Die Landwirte in und um Rom klagen über Schäden auf ihren Feldern, und in der Stadt werden die Massen an Exkrementen zum Verkehrshindernis. Als es am Donnerstag ausnahmsweise mal ein paar Tropfen regnete, wurde die Lage kritisch. Entlang des Tibers wurden die verkoteten Straßen so glitschig, dass je ein Abschnitt der Lungotevere-Uferstraßen auf beiden Seiten des Flusses zeitweilig gesperrt werden musste.

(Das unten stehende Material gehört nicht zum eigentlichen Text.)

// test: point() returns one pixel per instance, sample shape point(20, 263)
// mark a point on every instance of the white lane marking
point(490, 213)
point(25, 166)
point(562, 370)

Ein Verkehrschaos in der Altstadt am letzten Einkaufstag vor Weihnachten war die Folge.

Der Präsident des Agrarverbandes Coldiretti für die Provinz Lazio und Rom , David Granieri, warf den Behörden vor, viel zu spät auf die absehbare Starenplage reagiert zu haben. Jetzt versuchen städtische Bedienstete, die Stare mit Megafonen zu vergraulen, die die Geräusche von Raubvögeln nachahmen - "distress call", wie die Technik auf Neu-Italienisch genannt wird. Wenig erfolgreich war der Versuch, einige lebende Falken auf die Stare loszulassen. Viele Anwohner kritisieren auch, dass die Bäume entlang des Tibers schon viel zu lange nicht mehr beschnitten worden seien und damit den Staren einen idealen Habitat böten.

Manch ein Römer denkt dabei an den Hitchcock-Film "Die Vögel", auch wenn die gefiederten Plagegeister bisher keine Menschen angegriffen haben. "In der Dämmerung kommt mir das vor wie eine Szene aus dem Hitchcock-Film. Ich packe die Haare unter den Hut, spanne den Regenschirm auf und überquere ganz schnell die Sisto-Brücke", zitierte die römische Tageszeitung "Il Messaggero" die Architektin Adele im Stadtteil Trastevere. Dort sind auch viele Touristen unterwegs, die nach einem "Treffer" dann in den Restaurants anfragen, ob sie sich auf der Toilette mal eben saubermachen dürfen. "Ist doch absurd, dass eine Stadt wie Rom sich in einem solchen Zustand präsentiert", zitierte die Zeitung einen Kellner.